Depuis 2017, l’association Juxtapoz propose des animations culturelles et festives dans le quartier de la Belle de Mai. Installés au Couvent Levat, les artistes ont cette année travaillé sur l’élaboration d’un vin éponyme inédit qui a su trouver ses adeptes. Mais face à la menace de leur départ, l’expérience pourra-t-elle être réitérée ?
L’histoire commence en 2020, à la rencontre de Karine et David. Elle est la chef de file du couvent Levat, à la Belle-de-Mai, qui abrite aujourd’hui Juxtapoz, un collectif d’artistes contemporains et une palanquée d’expériences sensorielles.

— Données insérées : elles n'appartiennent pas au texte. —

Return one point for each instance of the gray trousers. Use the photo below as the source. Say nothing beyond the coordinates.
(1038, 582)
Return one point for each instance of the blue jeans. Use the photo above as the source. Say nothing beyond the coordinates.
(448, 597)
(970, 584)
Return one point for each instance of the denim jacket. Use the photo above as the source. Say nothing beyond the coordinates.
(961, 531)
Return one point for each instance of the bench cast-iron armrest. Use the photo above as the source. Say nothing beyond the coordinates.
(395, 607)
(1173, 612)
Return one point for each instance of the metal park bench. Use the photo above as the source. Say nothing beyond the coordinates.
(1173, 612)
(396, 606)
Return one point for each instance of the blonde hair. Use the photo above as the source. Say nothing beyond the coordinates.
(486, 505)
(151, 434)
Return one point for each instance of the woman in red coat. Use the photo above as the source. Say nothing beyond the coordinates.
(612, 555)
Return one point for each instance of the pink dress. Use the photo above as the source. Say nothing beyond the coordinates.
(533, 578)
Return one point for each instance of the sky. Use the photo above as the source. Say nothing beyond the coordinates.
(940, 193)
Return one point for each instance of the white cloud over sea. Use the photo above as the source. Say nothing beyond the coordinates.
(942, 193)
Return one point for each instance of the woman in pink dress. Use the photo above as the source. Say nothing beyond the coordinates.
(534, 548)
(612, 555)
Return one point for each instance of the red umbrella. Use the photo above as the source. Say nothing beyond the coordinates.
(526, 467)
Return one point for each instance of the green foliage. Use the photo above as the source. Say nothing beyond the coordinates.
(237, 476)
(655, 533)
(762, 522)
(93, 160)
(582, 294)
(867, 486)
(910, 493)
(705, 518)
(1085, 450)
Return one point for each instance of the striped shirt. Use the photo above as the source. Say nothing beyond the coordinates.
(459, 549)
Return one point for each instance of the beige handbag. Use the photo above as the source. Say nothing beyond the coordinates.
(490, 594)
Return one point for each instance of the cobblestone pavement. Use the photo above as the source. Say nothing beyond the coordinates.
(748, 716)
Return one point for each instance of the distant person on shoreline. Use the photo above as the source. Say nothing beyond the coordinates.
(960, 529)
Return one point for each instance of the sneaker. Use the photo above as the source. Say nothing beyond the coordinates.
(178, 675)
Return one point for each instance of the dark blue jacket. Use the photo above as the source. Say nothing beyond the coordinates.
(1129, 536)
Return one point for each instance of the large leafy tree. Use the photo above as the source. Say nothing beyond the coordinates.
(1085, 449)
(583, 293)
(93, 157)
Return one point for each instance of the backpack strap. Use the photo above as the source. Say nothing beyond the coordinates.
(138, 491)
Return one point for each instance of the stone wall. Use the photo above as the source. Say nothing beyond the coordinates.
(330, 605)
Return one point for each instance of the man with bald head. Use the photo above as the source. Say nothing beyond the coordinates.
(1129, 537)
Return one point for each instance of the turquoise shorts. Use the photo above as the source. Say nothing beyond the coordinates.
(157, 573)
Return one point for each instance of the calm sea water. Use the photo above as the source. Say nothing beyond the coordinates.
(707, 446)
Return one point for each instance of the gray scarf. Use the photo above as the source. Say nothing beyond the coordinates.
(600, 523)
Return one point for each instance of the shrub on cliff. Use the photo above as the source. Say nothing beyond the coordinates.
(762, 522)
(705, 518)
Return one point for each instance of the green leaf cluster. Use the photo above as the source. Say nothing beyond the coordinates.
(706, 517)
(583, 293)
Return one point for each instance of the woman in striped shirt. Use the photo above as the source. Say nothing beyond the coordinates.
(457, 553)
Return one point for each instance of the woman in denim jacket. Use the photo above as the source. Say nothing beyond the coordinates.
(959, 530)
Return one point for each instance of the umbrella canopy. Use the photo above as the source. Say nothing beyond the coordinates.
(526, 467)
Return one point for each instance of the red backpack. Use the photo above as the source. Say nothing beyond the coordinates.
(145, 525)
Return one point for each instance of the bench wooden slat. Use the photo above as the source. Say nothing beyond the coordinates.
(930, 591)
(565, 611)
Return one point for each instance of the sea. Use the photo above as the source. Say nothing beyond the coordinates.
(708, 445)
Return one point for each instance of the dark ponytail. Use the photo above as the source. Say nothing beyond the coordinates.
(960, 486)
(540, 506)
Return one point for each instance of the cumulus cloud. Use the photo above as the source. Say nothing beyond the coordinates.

Lui a la double casquette d’être collaborateur pour un caviste marseillais et distributeur en vin pour les professionnels, sous l’étendard des « Avinturiers ».
L’atelier de dégustation qu’animait David retient l’attention. Les deux esprits imaginent alors une cuvée inédite, originale, spécifique à Marseille, celle du couvent. « On voulait des vins rouge, rosé et blanc, nous raconte le caviste. J’ai visité l’espace, j’y ai vu la dynamique et ce qui s’en dégageait. Mais pour que les vins que l’on voulait créer correspondent à l’esprit du lieu, il fallait que ses habitants mettent la main à la pâte. »

Ou plutôt le nez au verre. Après avoir sélectionné des cuvées de différents domaines choisis par David, les résidents se sont réunis pour assembler les breuvages. « Ça n’a pas été facile parce qu’ils sont nombreux et que chacun a ses petites préférences ! Je leur ai fait déguster des bouteilles de deux vignerons : de La Barbinière pour le blanc, qui est basé dans le pays de la Loire. On voulait un vin avec un côté minéral marqué, et avec beaucoup de fraîcheur pour compenser la chaleur. Pour les rouge et rosé, j’ai fait appel au domaine Saint-Bacchi, à Jouques. »

Bacchus mis en traits
Trois vins éponymes du lieu, une conception par ses résidents… Pour boucler la boucle, il ne manquait plus que la touche finale qui allait conférer à ces bouteilles leur exclusivité et leur authenticité : l’étiquette. Elle qui fut bien entendu réalisée par l’un des artistes du couvent Levat, Duptopie. Couleurs douces, cadre enchanteur, un univers à part entière qui définit à sa manière celui de la Belle-de-Mai.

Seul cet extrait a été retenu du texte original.